CHAPITRE XVI La vie n’est qu’un commencement

La rue des Frères-Zonêtes commence au boulevard dont nous parlions l’autre jour, pour se terminer à l’avenue que vous empruntez lorsque vous êtes gênés pour vos échéances.

C’est une voie étroite et discrète où il est interdit de stationner. On entend vagir la télé et tricoter les concierges.

Le calme un peu lénifiant n’est troublé que par les cris des enfants et les soupirs de ceux qui sont en train d’en faire.

L’immeuble habité par le sieur Simonet est une petite construction de deux étages superposés dans le sens de la hauteur. On dirait un ancien immeuble particulier divisé en appartements : un par étage.

Pas de concierge, mais, dans le couloir, le blaze des locataires sur des plaques de cuivre. Entre le mur et l’une de ces plaques, une carte de visite portant le nom de Simonet. M’est avis que le monsieur en question est en sous-loc chez un miroton nommé Scarlatinovitch.

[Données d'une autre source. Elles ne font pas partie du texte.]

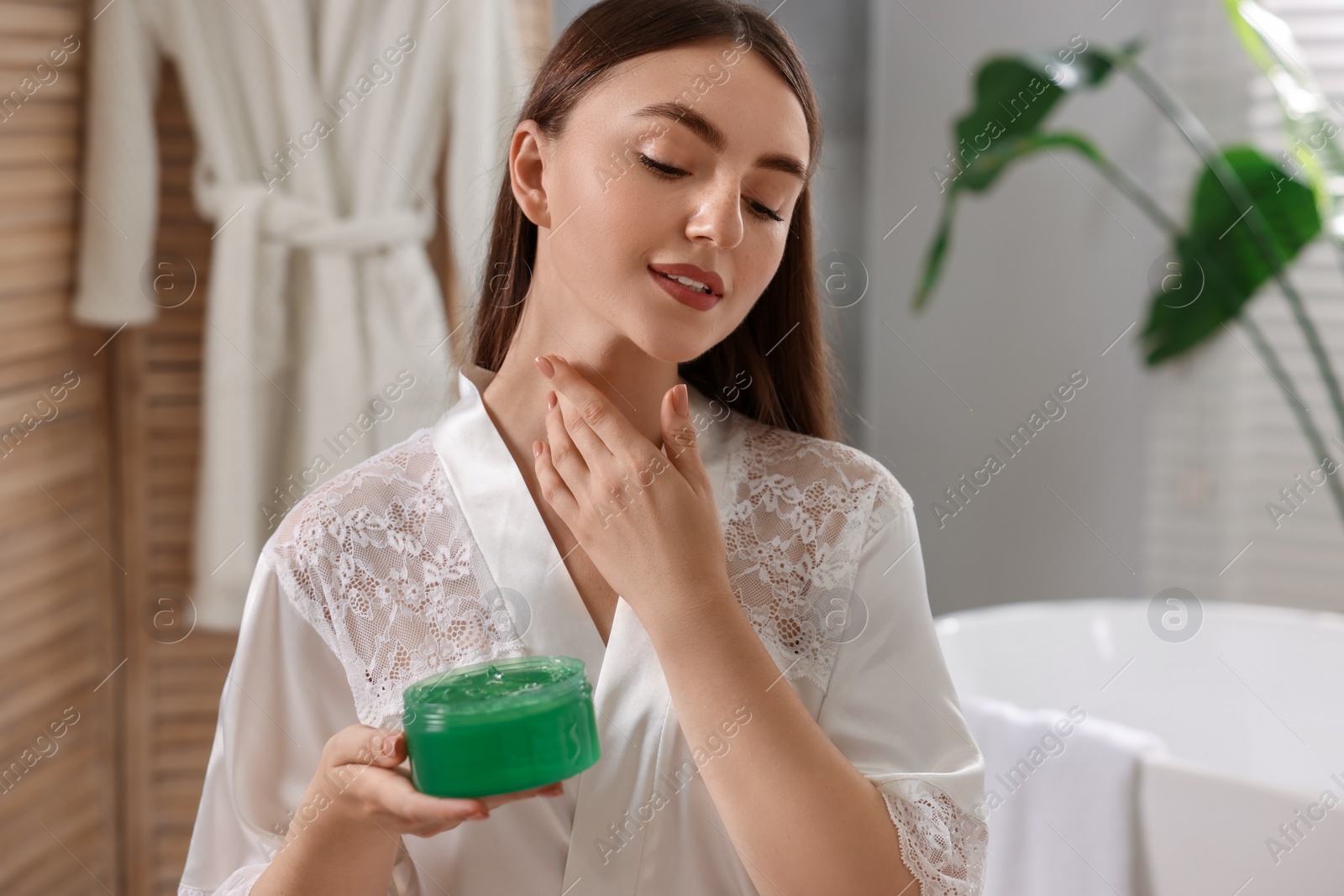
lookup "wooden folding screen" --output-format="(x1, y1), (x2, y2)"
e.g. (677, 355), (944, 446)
(0, 0), (551, 896)
(0, 0), (119, 896)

La vaillante équipe Cognedur gravit un large escalier de bois, pourvu d’un tapis rouge usé dans le milieu des marches.

On s’entre-considère un chouïa, et, déterminé, je presse le bouton. Je le fais toujours de façon scientifique lorsque je me présente chez des gougnafiers que je ne connais pas. C’est-à-dire qu’au lieu du classique coup discret, je presse le timbre à deux ou trois reprises très brèves, comme le ferait un familier.

Ça met en confiance les gens de l’intérieur.

Dans le cas présent, ma petite ruse réussit merveilleusement car, à peine l’écho de la sonnerie s’est-il dissipé que la porte s’entrebâille.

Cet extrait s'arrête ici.